San Diego County environmental health officials are reminding people to be careful whenever they find signs of rodents living in homes, sheds and garages after two western harvest mice tested positive
San Diego County environmental health officials are reminding people to be careful whenever they find signs of rodents living in homes, sheds and garages after two western harvest mice tested positive for the potentially deadly hantavirus.
The rodents were trapped in routine monitoring in the Fairbanks Ranch area.
Officials said hantavirus is common in the county, but people have very little chance of being exposed to it as long as wild rodents remain out of people’s living spaces.
Infected rodents shed hantavirus through their saliva, urine and feces. Officials said people should never try to sweep or vacuum up rodent nests or droppings in homes and work places because it could stir hantavirus into the air where it can be breathed in if rodents are infected.

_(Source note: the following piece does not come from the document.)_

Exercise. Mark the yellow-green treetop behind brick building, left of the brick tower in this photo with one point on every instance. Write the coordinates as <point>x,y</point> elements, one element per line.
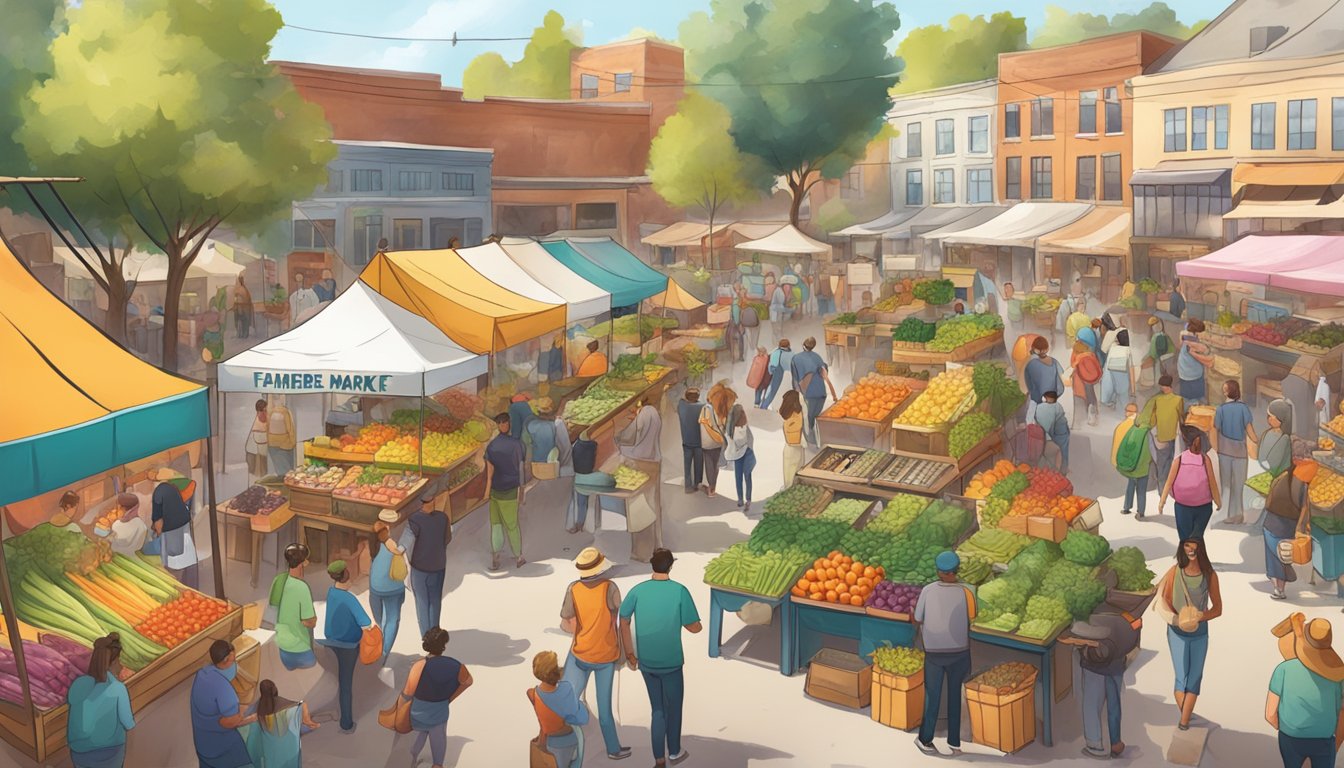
<point>542,73</point>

“The best way to protect yourself is to avoid being exposed to rodents, by keeping them out of the areas you live in and work in,” said Elizabeth Pozzebon, county director of the Department of Environmental Health. “But if you have to clean an area, be sure to use ‘wet-cleaning’ methods — ventilate areas, spray them with bleach solutions or disinfectants and use sponges and mops.”
People who inhale the hantavirus can develop hantavirus pulmonary syndrome, which starts with flu-like symptoms but can grow into severe breathing difficulties that can kill. There is no vaccine or cure for hantavirus. The National Centers for Disease Control and Prevention report that hantavirus kills nearly 40 percent of the people who get it.
Tips to avoid exposure to hantavirus:
• Seal up all external holes in homes, garages and sheds larger than a dime to keep rodents from getting in.
• Eliminate rodent infestations immediately.
• Avoid rodent-infested areas and do not stir up dust or materials that may be contaminated with rodent droppings and urine.
• Do not sweep or vacuum infested areas. Clean up rodent droppings and urine using the wet cleaning method: Use rubber gloves, pray a 10 percent bleach solution or other disinfectants onto infested areas and let the disinfectant stand for at least 15 minutes before cleaning. Clean with a sponge or a mop. Place disinfected rodents and debris into two plastic bags, seal them and discard in the trash.